Er führte Zwiegespräche mit ihr und nahm sie in sein Leben auf. Irgendwann bestellte er sich einen Anhänger mit dem Sternbild Zwilling. Er wollte sie immer bei sich haben. Und dann meinte er, es sei jetzt Zeit für eine Begegnung und einen Abschied.

Ich bat also ihre Seele in den Raum und sah, wie sie rechts über ihm schwebte.

Ich erzählte ihm, was ich „sah“ und was sie „sagte“. Sie freute sich, dass sie endlich wahrgenommen wurde und dass sie im Kontakt zu den Menschen und zu ihrem Bruder einmal da sein durfte.

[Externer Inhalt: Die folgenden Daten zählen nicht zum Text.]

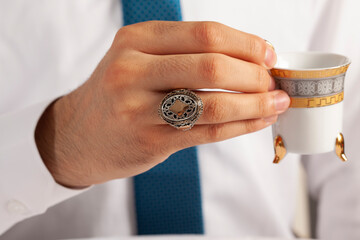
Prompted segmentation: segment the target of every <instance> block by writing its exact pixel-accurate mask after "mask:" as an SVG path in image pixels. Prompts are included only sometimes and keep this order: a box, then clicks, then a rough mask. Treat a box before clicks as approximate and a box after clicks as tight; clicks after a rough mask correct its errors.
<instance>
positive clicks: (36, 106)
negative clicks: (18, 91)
mask: <svg viewBox="0 0 360 240" xmlns="http://www.w3.org/2000/svg"><path fill="white" fill-rule="evenodd" d="M52 101H53V100H51V101H50V100H49V101H46V102H42V103H39V104H36V105H33V106H31V107H27V108H25V109H23V110H20V111H17V112H13V113H9V114H5V115H1V116H0V235H1V234H2V233H3V232H5V231H6V230H7V229H8V228H10V227H11V226H12V225H14V224H15V223H17V222H19V221H21V220H23V219H26V218H28V217H31V216H34V215H37V214H41V213H44V212H45V211H46V210H47V209H48V208H49V207H50V206H52V205H55V204H57V203H59V202H61V201H64V200H66V199H68V198H70V197H73V196H75V195H77V194H80V193H82V192H84V191H86V190H87V189H88V188H86V189H81V190H75V189H69V188H66V187H63V186H61V185H59V184H57V183H56V182H55V180H54V179H53V177H52V175H51V173H50V172H49V171H48V169H47V168H46V166H45V164H44V162H43V160H42V159H41V157H40V154H39V152H38V149H37V146H36V143H35V137H34V135H35V128H36V125H37V122H38V120H39V118H40V117H41V115H42V113H43V112H44V111H45V109H46V107H47V106H49V104H50V103H51V102H52Z"/></svg>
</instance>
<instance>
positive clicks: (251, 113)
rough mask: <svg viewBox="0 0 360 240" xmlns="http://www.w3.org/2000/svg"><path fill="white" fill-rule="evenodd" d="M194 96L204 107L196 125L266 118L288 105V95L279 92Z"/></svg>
mask: <svg viewBox="0 0 360 240" xmlns="http://www.w3.org/2000/svg"><path fill="white" fill-rule="evenodd" d="M196 94H197V95H198V96H199V97H200V98H201V99H202V101H203V105H204V111H203V114H202V115H201V116H200V118H199V120H198V121H197V122H196V124H217V123H226V122H233V121H240V120H247V119H257V118H266V117H269V116H273V115H277V114H280V113H282V112H284V111H285V110H286V109H287V108H288V106H289V104H290V99H289V97H288V95H287V94H286V93H285V92H283V91H281V90H275V91H271V92H267V93H254V94H245V93H229V92H205V91H198V92H196ZM156 115H157V114H155V113H154V118H155V122H156V123H159V124H165V122H164V121H162V120H161V119H160V117H159V116H156Z"/></svg>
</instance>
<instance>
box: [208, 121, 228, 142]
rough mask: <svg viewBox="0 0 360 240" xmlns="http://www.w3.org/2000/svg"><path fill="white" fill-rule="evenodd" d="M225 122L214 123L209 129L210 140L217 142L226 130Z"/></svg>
mask: <svg viewBox="0 0 360 240" xmlns="http://www.w3.org/2000/svg"><path fill="white" fill-rule="evenodd" d="M224 126H225V124H223V123H221V124H212V125H210V126H209V127H208V129H207V136H208V140H210V141H211V142H216V141H218V140H219V139H221V137H222V135H223V131H224Z"/></svg>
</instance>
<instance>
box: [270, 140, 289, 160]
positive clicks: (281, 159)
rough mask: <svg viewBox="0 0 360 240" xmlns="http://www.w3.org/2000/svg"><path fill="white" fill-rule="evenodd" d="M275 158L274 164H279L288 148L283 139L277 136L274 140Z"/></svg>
mask: <svg viewBox="0 0 360 240" xmlns="http://www.w3.org/2000/svg"><path fill="white" fill-rule="evenodd" d="M274 151H275V158H274V161H273V163H275V164H278V163H279V162H280V161H281V160H282V159H283V158H284V157H285V155H286V148H285V145H284V142H283V140H282V137H281V136H280V135H277V136H276V137H275V139H274Z"/></svg>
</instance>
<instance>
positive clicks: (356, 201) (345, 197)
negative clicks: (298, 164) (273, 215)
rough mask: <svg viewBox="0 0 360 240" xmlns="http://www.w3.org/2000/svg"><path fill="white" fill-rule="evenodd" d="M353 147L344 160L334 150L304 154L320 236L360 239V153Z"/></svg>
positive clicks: (353, 145) (328, 238)
mask: <svg viewBox="0 0 360 240" xmlns="http://www.w3.org/2000/svg"><path fill="white" fill-rule="evenodd" d="M351 135H354V134H351ZM345 137H346V135H345ZM345 143H346V139H345ZM354 143H355V142H354ZM353 146H355V145H354V144H352V147H353ZM352 147H351V148H349V150H351V149H352V150H353V151H349V153H348V154H347V156H348V159H349V160H348V162H345V163H344V162H342V161H341V160H340V159H338V158H337V156H336V155H335V153H326V154H320V155H314V156H306V157H303V163H304V166H305V169H306V172H307V175H308V188H309V191H310V195H311V197H312V198H313V199H314V200H315V202H316V203H317V209H316V213H315V216H316V219H317V220H316V223H315V227H316V229H315V232H316V235H317V236H316V237H317V238H319V239H329V240H330V239H348V240H352V239H360V162H359V160H360V156H359V153H358V152H359V151H358V150H357V149H356V148H352ZM345 150H346V149H345Z"/></svg>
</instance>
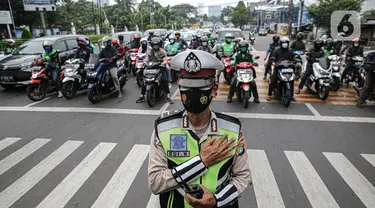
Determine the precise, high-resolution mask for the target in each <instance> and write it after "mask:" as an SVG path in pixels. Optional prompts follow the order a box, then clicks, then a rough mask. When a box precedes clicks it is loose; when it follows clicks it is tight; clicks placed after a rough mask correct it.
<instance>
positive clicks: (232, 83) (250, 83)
mask: <svg viewBox="0 0 375 208" xmlns="http://www.w3.org/2000/svg"><path fill="white" fill-rule="evenodd" d="M239 46H240V51H238V52H236V53H235V54H233V58H234V60H233V62H232V63H233V64H239V63H241V62H250V63H254V60H253V55H251V53H250V51H249V43H248V42H247V41H244V40H243V41H241V42H240V43H239ZM236 72H237V70H236V71H235V73H236ZM253 76H254V80H253V81H252V82H251V83H250V88H251V91H252V92H253V95H254V102H255V103H260V101H259V94H258V88H257V85H256V83H255V79H256V72H255V70H254V69H253ZM236 85H237V76H236V75H234V76H233V78H232V80H231V85H230V89H229V94H228V99H227V103H231V102H232V97H233V95H234V92H235V90H236Z"/></svg>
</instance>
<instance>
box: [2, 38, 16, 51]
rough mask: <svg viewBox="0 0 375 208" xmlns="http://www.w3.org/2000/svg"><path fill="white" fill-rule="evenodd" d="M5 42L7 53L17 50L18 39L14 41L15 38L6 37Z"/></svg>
mask: <svg viewBox="0 0 375 208" xmlns="http://www.w3.org/2000/svg"><path fill="white" fill-rule="evenodd" d="M4 42H5V45H6V49H5V55H7V54H11V53H13V52H14V51H16V49H17V48H16V41H14V40H13V39H6V40H5V41H4Z"/></svg>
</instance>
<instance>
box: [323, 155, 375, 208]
mask: <svg viewBox="0 0 375 208" xmlns="http://www.w3.org/2000/svg"><path fill="white" fill-rule="evenodd" d="M323 154H324V155H325V156H326V158H327V159H328V161H329V162H330V163H331V164H332V166H333V167H334V168H335V169H336V171H337V172H338V173H339V174H340V175H341V177H342V178H343V179H344V180H345V182H346V183H347V184H348V185H349V186H350V188H351V189H352V190H353V191H354V193H355V194H357V196H358V198H359V199H361V201H362V203H363V204H364V205H365V206H366V207H369V208H370V207H371V208H373V207H375V187H374V186H372V184H371V183H370V182H369V181H368V180H367V179H366V178H365V177H364V176H363V175H362V174H361V173H360V172H359V171H358V170H357V169H356V168H355V167H354V165H353V164H352V163H351V162H350V161H349V160H348V159H347V158H346V157H345V156H344V155H343V154H341V153H323Z"/></svg>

Wir würdigten ihr kurzes irdisches Leben und verneigten uns vor ihr. Die Atmosphäre war schön und friedlich, aber Herr K. fiel noch einmal in einen tiefen Schmerz. Nach einer Weile konnte er sie verabschieden und gehen lassen.

Ich selbst sah bunte Lichter, flatternd wie Schmetterlinge, und spürte die große Freude dieser befriedeten und befreiten Seele.

Er trug den Anhänger immer um den Hals und er starb ein Jahr später ohne allzu großen Leidensweg.